Jahre später häuften sich die rätselhaften Erkrankungen bei den Thule-Arbeitern. Die USA verweigerten jegliche Auskunft, die Regierung in Kopenhagen fühlte sich nicht zuständig. Erst 27 Jahre später hat nun das Pentagon der dänischen Regierung bislang geheime Dokumente zugänglich gemacht und offiziell eingestanden, daß nicht 3,4 Kilogramm Plutonium, wie bislang behauptet, sondern mindestens sechs Kilogramm auf dem grönländischen Eis landeten. Greenpeace schätzt die Menge auf über 25 Kilo.

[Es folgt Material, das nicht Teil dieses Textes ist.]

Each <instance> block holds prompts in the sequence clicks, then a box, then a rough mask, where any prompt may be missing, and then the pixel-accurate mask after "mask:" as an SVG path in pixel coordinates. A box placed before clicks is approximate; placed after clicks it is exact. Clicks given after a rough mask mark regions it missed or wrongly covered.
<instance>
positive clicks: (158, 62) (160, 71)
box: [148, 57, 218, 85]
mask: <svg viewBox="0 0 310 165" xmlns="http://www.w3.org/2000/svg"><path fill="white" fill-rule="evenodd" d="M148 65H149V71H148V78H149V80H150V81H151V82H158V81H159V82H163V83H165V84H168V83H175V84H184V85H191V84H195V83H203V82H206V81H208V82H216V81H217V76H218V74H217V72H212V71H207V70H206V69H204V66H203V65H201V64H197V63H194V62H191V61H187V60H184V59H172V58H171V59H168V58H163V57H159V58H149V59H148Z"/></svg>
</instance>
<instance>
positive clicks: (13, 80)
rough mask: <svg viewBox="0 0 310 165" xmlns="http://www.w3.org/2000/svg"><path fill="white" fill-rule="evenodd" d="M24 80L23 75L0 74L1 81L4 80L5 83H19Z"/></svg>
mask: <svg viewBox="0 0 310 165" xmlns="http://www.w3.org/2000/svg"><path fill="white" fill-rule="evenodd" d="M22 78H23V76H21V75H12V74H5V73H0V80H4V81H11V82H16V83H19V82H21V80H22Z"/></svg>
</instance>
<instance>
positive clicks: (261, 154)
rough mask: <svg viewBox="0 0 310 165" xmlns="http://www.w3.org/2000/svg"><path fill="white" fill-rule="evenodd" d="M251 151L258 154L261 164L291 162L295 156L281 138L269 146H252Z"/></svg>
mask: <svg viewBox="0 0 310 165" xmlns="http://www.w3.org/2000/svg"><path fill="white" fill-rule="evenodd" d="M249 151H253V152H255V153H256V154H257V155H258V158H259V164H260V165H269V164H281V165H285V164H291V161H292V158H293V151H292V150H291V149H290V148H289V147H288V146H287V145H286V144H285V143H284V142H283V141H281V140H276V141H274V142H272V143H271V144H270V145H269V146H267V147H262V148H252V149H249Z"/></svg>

Die neuen, nach wie vor nicht- öffentlichen Dokumente haben die dänische Regierung jetzt veranlaßt, ihre Hinhaltetaktik aufzugeben. Seit Jahren kämpft eine Selbsthilfeorganisation der Thule- Arbeiter darum, die Gesundheitsschäden anerkannt zu bekommen. Die Zahlen belegen gegenüber dem statistischen Durchschnitt der männlichen Bevölkerung eine doppelte Krebserkrankungsrate und eine um 40 Prozent erhöhte Sterblichkeitsrate bei den Thule- Arbeitern, von denen nur noch etwa 750 am Leben sind. Fast alle klagen über die typischen Symptome von Strahlenkranken: Leberschäden, schlechtheilende Wunden, Müdigkeit, Erstickungsanfälle, Gewichtsverlust, extreme Anfälligkeit für Infektionen und eingeschränkte Fruchtbarkeit.